All employers will be affected in some way by rises to the minimum wage, not just those employing minimum wage workers. Planning and budgeting should being ahead of time as there will be a knock-on effect for most NZ employees and employers.
On 1 April 2018, the New Zealand adult minimum wage went up by 75 cents to $16.50 an hour (and by a further $1.20 on 1 April 2019).
The government has set indicative rates of $18.90 from 1 April 2020 and $20 an hour from 1 April 2021 (rates will be subject to each year’s annual review).
As far as I can recall, this is the first time we have had a fixed minimum wage increase, scheduled 4 years in advance. The advantage to this is that businesses can prepare for the increase well ahead of time.
Coming ready or not!
Whether you agree with the increases or not, they are happening and employers with minimum wage people must simply budget accordingly.
However, it is not only the lowest paid workers that you need to consider - the impact of these increases will go beyond the lowest paid workers and factors such as internal wage relativity and external benchmarking are critically important.
Internal wage relativity
Internal wage relativity defines the pay-rate relationships between your workers. As the minimum wage jumps, there is a risk that the relative difference for more senior positions is eroded, if you don’t plan properly.
For example, if you currently employ Supervisors on a rate of $20 per hour, to supervise a team of workers on the minimum wage, and the Supervisor rate normally increases by 3% each year, in 2020 the Supervisor will be paid $22.50 per hour.

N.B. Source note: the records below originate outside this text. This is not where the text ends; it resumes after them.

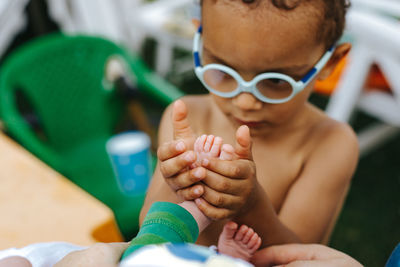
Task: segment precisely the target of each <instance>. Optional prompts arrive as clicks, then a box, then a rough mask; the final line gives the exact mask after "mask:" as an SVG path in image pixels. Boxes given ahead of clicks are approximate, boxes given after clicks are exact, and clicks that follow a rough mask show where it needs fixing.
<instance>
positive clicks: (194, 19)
mask: <svg viewBox="0 0 400 267" xmlns="http://www.w3.org/2000/svg"><path fill="white" fill-rule="evenodd" d="M200 23H201V22H200V20H198V19H192V24H193V25H194V27H195V28H196V30H197V29H198V28H199V27H200Z"/></svg>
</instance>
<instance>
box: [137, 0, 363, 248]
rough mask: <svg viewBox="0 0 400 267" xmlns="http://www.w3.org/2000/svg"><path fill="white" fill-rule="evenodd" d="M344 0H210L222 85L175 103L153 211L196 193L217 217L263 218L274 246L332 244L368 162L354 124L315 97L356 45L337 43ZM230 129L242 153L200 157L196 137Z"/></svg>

The additional money they receive for their extra responsibilities has been eroded to the point they would only earn $2.50 more than the staff they supervise.
Some people may feel it’s not worth an extra $100 per week (before tax and KiwiSaver) to carry the additional workload and stress that comes with the more senior position.
As a result, employers will need to consider all pay rates in their business and factor such increases into budgets or potentially risk losing staff. A failure to budget properly could result in employment problems as the statutory pay rate rises. Unprepared employers may get caught out.
While internal wage relativity is a big issue for hierarchical, wage-based organisations, these are not the only workplaces that will be affected by this change. The issue of external benchmarking will also come up.
When considering salary and wage rises, organisations should consider a range of factors, which generally include all or some of the following:
- The organisation’s own remuneration strategy.
- External market rates.
- Average industry pay rise percentage.
- Internal relativity.
- Business performance.
- Individual performance.
- Value of the role.
- Length of service.
- Rate of inflation.
- Resourcing needs.
- Resource availability.
- Business / growth strategy.
The minimum wage increases will have an impact on the external benchmarked factors on this list, which in turn will flow on to the internal factors.
People in NZ’s lowest paid jobs will be getting more money and receiving pay rises at a rate that is twice the normal rate of wage increase.
Expect Unions to use this as a benchmark when commencing bargaining, they will likely argue that a 6% pay increase across the board can be justified due to the minimum wage rise.
Employee’s may also use this to request more money at pay review time.
Employers who already pay above the minimum wage to attract and retain staff will clearly have to adjust to maintain this position.
In professional services graduate, entry-level positions will also be affected. Companies will likely need to pay a bit more to remain competitive and also do a much better job at promoting the medium to longer term advantages of starting in a grad role.
The implications and knock-on effects of the coming minimum wage rises will have an impact on almost all workers in NZ, so be prepared. Employers who act early and factor this in will be at an advantage in this tight labour market.